Alla fine, Giles lo convinse a non ritirarsi, lo mise in squadra e lo fece giocare bene, e Ossie disse in seguito che era stata la cosa migliore che gli fosse mai capitata. Deve essere stato uno sforzo non da poco perché Ossie era così depresso da non voler avere più nulla a che fare con il calcio. Ne aveva abbastanza, ma sotto John, giocò tutte e 51 le partite di quella stagione.

Johnny Giles, con la sua esperienza e la sua visione del gioco, non si risparmiava. Spesso lo si vedeva dirigere l’orchestra dal centro del campo, lasciando a Bryan Robson, il giovane talento, spazi più limitati. Ma Robson, con la sua grinta e la sua voglia di imparare, non si lamentava. Anzi, assorbiva come una spugna ogni consiglio del suo mentore. E così, il giovane Bryan Robson si ritrova per la prima volta nella sua carriera a calcare i campi della First Division. Per un talento così promettente, era solo l’inizio di un viaggio che lo avrebbe trasformato in una leggenda.

Robbo, con la sua grinta inesauribile e la capacità di trascinare la squadra sulle spalle, era destinato a lasciare un’impronta indelebile nel calcio inglese. La carriera di Joe Mayo invece è stata più un caso fortuito che un sogno d’infanzia: inizialmente destinato a diventare contabile, lavorava come apprendista alla Brookhouse Steel, di fronte allo stadio The Hawthorns.
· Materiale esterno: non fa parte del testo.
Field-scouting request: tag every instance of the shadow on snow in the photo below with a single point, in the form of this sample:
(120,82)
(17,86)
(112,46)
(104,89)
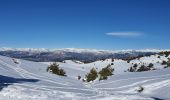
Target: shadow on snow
(6,81)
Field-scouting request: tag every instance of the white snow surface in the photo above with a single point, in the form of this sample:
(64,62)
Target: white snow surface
(30,81)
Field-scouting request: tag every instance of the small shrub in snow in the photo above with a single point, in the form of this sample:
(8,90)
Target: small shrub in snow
(140,89)
(164,62)
(105,72)
(54,68)
(133,69)
(112,59)
(79,77)
(150,65)
(168,64)
(92,75)
(143,68)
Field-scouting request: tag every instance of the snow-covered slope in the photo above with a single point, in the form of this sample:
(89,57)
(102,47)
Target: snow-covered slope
(30,81)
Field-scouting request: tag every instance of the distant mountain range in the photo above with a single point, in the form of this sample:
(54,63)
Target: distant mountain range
(84,55)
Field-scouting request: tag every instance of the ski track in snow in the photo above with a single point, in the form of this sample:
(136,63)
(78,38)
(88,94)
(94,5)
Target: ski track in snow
(51,87)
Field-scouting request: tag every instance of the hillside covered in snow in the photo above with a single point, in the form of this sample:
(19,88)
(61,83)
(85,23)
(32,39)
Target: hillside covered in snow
(27,80)
(83,55)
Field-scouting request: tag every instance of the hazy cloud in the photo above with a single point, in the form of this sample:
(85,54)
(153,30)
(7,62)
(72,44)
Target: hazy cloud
(125,34)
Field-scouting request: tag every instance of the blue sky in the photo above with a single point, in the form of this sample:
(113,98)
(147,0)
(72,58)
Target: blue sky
(97,24)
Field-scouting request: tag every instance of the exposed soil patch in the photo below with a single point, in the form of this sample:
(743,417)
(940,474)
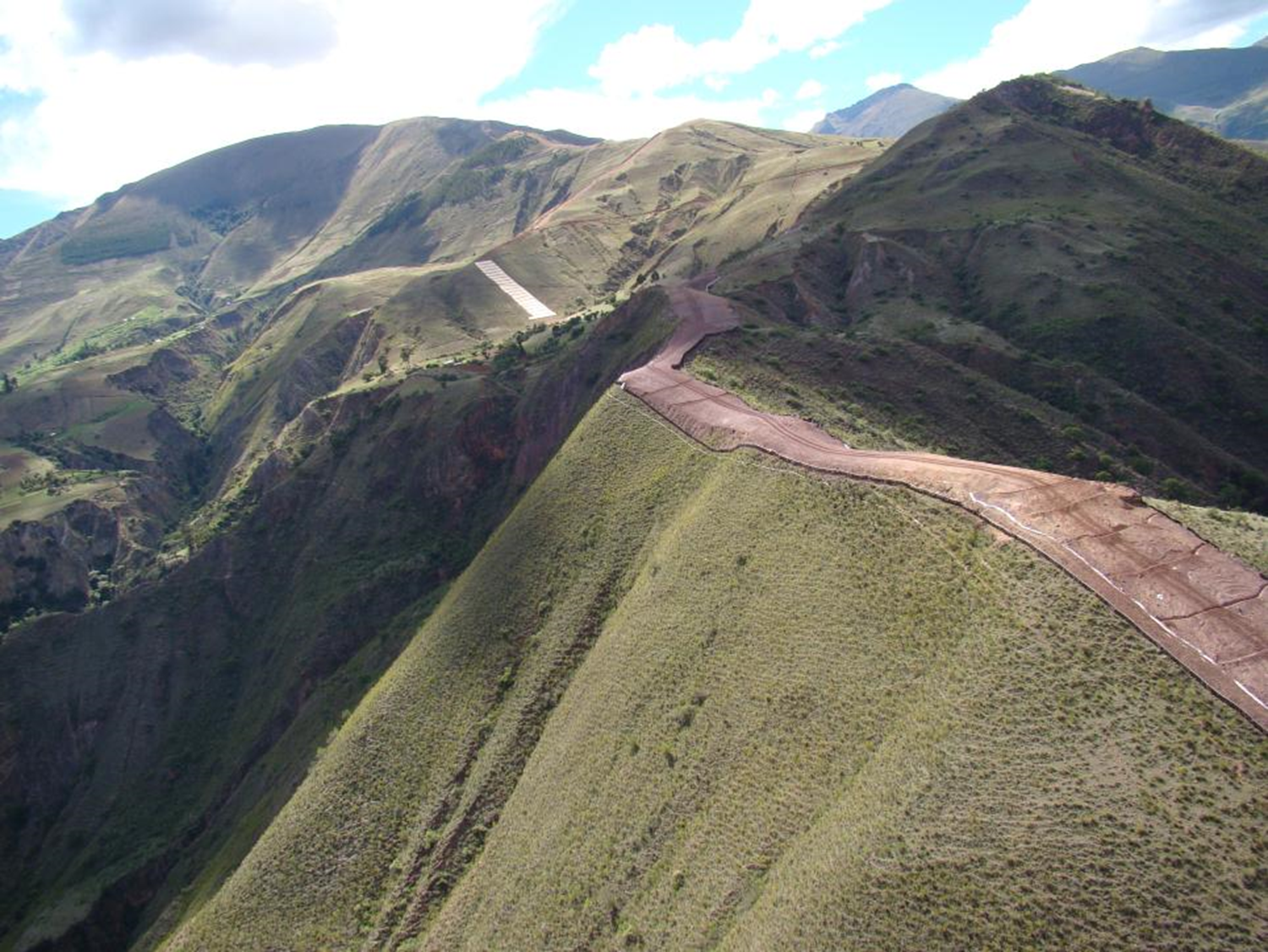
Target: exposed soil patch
(1202,606)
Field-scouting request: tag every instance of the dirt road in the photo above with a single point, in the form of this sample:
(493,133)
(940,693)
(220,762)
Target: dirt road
(1205,607)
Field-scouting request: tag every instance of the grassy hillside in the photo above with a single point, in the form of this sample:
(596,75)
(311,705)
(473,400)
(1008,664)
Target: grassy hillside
(687,700)
(1222,90)
(1045,276)
(151,736)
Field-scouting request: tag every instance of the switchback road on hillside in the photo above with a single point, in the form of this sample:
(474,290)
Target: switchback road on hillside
(1202,606)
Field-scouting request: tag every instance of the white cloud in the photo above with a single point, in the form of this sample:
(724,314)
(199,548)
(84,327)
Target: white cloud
(803,121)
(656,57)
(883,80)
(104,121)
(281,33)
(809,90)
(1055,35)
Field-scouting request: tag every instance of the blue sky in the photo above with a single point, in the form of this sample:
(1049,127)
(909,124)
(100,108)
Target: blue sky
(98,93)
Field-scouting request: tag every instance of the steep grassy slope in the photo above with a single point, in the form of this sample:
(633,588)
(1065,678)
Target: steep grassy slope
(144,738)
(1222,90)
(319,263)
(685,700)
(1042,276)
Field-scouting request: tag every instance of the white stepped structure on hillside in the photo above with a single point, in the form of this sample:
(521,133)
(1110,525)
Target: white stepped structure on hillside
(516,292)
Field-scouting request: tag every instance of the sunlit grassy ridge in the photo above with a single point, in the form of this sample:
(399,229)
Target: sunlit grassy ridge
(686,700)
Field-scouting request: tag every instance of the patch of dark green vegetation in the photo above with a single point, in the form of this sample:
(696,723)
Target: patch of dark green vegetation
(88,248)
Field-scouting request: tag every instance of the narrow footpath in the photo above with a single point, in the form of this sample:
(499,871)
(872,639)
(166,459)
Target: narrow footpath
(1202,606)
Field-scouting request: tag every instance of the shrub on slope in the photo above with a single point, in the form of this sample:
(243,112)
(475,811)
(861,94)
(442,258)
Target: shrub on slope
(689,700)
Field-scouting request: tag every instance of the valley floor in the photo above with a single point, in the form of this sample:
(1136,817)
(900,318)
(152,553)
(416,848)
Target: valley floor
(697,700)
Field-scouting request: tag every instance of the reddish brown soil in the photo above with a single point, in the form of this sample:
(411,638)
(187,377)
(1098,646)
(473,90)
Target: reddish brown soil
(1205,607)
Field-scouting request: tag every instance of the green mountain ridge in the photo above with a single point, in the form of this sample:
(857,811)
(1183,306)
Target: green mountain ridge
(1222,90)
(435,639)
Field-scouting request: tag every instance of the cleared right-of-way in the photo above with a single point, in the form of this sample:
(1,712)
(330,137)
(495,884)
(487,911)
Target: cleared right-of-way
(1201,605)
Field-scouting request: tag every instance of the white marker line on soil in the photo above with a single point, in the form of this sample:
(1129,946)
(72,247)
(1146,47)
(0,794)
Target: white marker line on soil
(515,291)
(1110,582)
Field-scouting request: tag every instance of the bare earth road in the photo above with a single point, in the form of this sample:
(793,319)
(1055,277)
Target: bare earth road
(1205,607)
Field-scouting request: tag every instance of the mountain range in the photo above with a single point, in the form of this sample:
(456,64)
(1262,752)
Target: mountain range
(1222,90)
(349,606)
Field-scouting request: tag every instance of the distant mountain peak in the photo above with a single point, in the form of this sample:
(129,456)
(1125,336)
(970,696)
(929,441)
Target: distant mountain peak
(1222,90)
(888,113)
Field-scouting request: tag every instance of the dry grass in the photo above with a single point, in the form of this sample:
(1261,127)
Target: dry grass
(686,700)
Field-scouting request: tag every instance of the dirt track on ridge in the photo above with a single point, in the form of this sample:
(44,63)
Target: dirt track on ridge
(1202,606)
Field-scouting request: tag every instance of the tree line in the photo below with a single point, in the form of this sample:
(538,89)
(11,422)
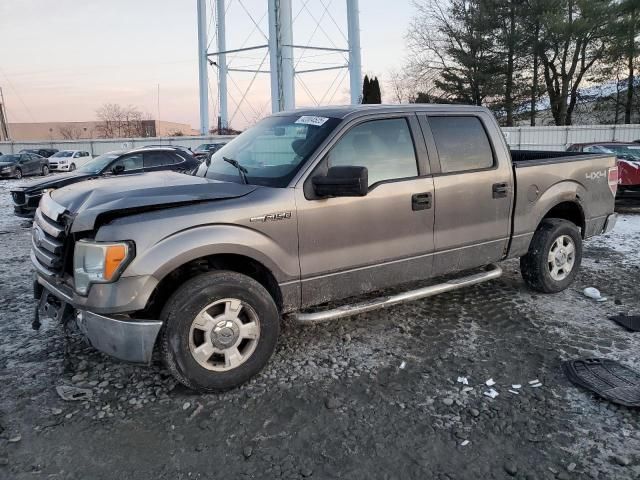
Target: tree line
(508,54)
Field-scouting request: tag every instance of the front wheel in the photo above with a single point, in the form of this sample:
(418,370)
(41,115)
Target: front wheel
(554,256)
(220,329)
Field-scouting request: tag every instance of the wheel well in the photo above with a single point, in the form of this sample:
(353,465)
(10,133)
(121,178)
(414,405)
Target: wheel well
(236,263)
(570,211)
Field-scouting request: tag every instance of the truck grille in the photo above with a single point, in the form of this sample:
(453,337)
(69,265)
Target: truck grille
(49,237)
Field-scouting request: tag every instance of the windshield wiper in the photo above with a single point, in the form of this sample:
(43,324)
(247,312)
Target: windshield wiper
(241,170)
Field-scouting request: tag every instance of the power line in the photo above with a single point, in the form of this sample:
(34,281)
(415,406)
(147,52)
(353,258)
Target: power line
(18,95)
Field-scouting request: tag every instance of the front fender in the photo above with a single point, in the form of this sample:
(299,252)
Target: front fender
(186,245)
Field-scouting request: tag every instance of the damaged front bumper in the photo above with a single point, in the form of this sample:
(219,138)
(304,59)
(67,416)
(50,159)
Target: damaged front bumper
(127,339)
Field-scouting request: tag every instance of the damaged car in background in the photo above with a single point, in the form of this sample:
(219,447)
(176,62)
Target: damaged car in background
(628,160)
(27,197)
(305,208)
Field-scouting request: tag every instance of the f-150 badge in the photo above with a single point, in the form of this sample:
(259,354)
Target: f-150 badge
(270,217)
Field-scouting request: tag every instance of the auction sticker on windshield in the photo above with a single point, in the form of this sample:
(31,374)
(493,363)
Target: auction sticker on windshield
(312,120)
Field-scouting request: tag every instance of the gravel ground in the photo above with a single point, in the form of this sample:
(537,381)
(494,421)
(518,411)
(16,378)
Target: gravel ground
(375,396)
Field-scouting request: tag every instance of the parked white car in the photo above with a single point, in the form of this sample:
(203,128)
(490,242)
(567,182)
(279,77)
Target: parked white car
(68,160)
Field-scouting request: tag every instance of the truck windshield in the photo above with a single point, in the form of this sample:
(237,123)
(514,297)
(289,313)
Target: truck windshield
(271,152)
(97,164)
(9,158)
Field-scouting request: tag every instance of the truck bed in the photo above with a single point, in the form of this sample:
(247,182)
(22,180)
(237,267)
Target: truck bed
(527,158)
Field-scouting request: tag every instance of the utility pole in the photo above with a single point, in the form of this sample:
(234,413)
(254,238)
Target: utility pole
(355,63)
(202,67)
(4,123)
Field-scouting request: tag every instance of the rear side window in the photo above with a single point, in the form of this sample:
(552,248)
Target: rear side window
(158,159)
(385,147)
(130,162)
(462,143)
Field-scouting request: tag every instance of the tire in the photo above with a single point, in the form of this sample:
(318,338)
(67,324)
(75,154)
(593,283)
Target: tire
(553,235)
(185,327)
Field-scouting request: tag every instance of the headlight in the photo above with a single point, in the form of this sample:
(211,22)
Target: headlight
(99,262)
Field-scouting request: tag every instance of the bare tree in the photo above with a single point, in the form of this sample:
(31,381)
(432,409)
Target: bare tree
(117,121)
(400,87)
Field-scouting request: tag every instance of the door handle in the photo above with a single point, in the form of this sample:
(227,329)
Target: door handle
(500,190)
(421,201)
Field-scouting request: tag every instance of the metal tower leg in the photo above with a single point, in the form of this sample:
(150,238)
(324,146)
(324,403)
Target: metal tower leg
(281,55)
(222,64)
(202,68)
(355,64)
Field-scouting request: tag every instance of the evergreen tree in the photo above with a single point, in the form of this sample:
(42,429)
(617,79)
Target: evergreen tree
(366,90)
(459,41)
(376,94)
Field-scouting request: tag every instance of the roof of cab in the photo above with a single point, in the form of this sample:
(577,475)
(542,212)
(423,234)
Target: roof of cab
(344,111)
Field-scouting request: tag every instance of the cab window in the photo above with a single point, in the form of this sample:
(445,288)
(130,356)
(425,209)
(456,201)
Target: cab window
(385,147)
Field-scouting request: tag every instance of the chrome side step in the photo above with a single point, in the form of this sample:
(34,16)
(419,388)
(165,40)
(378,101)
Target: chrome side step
(493,272)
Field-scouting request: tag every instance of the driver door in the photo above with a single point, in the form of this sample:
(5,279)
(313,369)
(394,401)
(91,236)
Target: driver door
(352,245)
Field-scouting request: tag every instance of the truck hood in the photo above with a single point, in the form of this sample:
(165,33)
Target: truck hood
(54,181)
(130,194)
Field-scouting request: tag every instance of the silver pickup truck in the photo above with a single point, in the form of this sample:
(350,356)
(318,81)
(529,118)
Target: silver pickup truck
(308,208)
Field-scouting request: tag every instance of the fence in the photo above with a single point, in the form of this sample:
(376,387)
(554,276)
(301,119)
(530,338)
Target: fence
(559,138)
(518,138)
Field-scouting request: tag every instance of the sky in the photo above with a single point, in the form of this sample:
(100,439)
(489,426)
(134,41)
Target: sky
(61,60)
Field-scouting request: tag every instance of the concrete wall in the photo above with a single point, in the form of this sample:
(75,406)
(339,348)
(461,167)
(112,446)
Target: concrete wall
(519,138)
(98,147)
(53,131)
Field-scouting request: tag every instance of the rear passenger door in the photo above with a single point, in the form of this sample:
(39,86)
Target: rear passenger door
(473,191)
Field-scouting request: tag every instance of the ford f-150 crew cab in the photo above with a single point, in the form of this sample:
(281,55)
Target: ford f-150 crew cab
(306,208)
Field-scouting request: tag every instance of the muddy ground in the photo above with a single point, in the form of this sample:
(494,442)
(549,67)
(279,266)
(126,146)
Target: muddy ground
(375,396)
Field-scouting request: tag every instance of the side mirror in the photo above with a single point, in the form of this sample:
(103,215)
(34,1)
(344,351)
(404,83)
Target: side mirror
(342,182)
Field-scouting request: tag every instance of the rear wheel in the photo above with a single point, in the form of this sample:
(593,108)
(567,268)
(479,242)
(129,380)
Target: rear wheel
(220,330)
(554,256)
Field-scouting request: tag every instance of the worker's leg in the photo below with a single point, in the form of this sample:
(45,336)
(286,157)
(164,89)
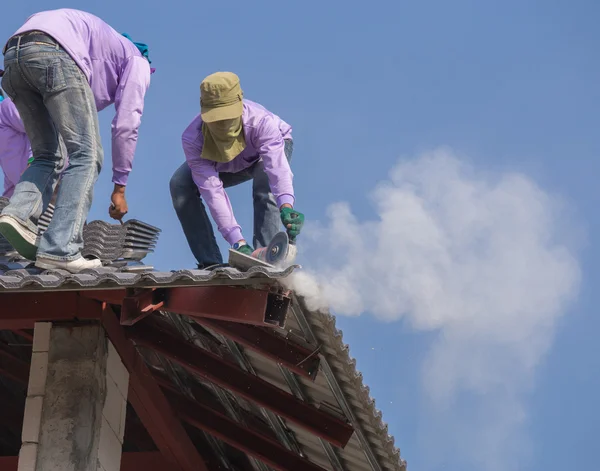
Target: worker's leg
(193,217)
(34,190)
(68,106)
(267,221)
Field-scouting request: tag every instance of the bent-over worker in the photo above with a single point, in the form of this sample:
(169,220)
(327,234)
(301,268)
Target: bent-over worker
(61,68)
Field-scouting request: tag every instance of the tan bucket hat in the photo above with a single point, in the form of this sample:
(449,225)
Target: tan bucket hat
(221,97)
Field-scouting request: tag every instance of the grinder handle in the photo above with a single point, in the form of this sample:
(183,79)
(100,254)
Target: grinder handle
(293,239)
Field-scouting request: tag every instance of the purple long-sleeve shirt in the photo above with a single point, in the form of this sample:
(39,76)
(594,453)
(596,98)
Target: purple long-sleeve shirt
(116,71)
(15,149)
(265,133)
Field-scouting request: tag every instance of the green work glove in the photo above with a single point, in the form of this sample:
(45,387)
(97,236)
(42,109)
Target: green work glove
(245,249)
(294,219)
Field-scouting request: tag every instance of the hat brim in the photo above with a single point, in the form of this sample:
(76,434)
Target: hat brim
(210,115)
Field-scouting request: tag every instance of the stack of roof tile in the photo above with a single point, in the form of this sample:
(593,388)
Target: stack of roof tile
(132,240)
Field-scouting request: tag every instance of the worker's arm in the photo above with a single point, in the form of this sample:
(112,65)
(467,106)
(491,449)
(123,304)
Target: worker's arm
(209,184)
(271,147)
(129,106)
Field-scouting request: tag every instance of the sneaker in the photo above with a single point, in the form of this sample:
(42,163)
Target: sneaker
(212,266)
(72,266)
(23,239)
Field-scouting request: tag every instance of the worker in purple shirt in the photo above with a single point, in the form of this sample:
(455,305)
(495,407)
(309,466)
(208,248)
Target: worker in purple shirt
(15,150)
(231,141)
(61,68)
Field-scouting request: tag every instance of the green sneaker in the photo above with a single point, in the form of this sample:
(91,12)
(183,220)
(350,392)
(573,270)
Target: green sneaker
(23,239)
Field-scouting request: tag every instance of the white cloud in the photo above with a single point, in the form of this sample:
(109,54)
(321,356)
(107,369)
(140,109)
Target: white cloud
(480,259)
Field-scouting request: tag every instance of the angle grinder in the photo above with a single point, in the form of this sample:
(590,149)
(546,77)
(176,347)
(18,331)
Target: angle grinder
(280,252)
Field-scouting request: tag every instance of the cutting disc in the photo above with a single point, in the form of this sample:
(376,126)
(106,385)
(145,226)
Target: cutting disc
(277,250)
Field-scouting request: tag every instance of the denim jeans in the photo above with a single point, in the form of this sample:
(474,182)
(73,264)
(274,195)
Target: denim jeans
(194,218)
(54,98)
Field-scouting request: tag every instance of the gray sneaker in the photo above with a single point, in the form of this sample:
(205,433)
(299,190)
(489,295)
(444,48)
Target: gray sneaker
(23,239)
(72,266)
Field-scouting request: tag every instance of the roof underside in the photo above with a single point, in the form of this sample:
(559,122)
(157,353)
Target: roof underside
(337,388)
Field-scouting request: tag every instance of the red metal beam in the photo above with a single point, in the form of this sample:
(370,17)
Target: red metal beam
(254,444)
(110,296)
(151,405)
(229,303)
(297,358)
(26,334)
(203,396)
(247,306)
(137,305)
(23,310)
(146,461)
(228,375)
(13,367)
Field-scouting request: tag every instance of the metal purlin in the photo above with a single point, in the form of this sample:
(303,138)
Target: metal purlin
(195,338)
(296,389)
(337,390)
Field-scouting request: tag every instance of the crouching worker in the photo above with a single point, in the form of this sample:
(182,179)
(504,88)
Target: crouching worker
(231,141)
(61,68)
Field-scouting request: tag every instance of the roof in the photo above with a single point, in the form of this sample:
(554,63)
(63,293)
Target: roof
(247,323)
(337,388)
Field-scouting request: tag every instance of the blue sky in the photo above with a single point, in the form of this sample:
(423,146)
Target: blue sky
(510,87)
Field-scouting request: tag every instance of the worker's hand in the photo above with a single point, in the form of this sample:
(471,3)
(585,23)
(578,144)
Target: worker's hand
(292,220)
(246,249)
(118,207)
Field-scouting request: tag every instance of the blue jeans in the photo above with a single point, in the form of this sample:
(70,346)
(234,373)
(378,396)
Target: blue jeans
(54,98)
(194,218)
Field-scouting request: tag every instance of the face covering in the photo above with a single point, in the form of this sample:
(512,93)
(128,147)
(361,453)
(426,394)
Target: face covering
(223,140)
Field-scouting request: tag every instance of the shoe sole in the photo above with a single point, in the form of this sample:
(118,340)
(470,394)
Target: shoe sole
(51,266)
(18,242)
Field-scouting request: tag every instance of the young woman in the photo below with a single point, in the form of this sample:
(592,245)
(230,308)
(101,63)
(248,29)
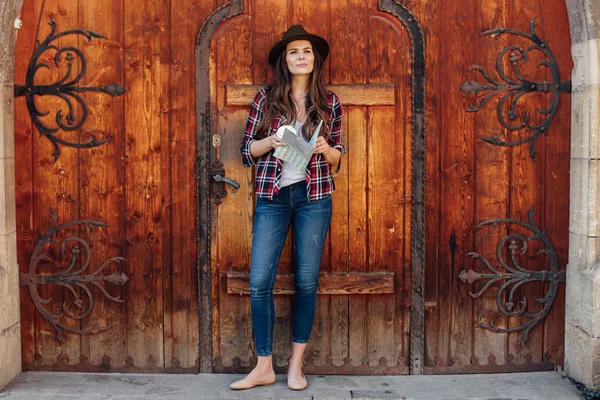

Il ruolo di player-manager, un tempo molto popolare nel calcio inglese, ha sempre avuto un fascino unico e al tempo stesso controverso. Questa figura ibrida, capace di vestire i panni del leader in campo e del manager fuori, ha spesso diviso opinioni: come conciliare l’energia necessaria per giocare al massimo livello con la responsabilità di guidare una squadra? Non sorprende che l’equilibrio tra prestazioni atletiche e capacità gestionali abbia portato a risultati tanto sorprendenti quanto altalenanti.

L’esperimento del player-manager era audace, persino rivoluzionario, ma per l’Albion rappresentò il punto di svolta di cui aveva bisogno per tornare a lottare. Giles non solo cambiò il volto della squadra: la trasformò in qualcosa di più grande, restituendole la fiducia e la voglia di vincere.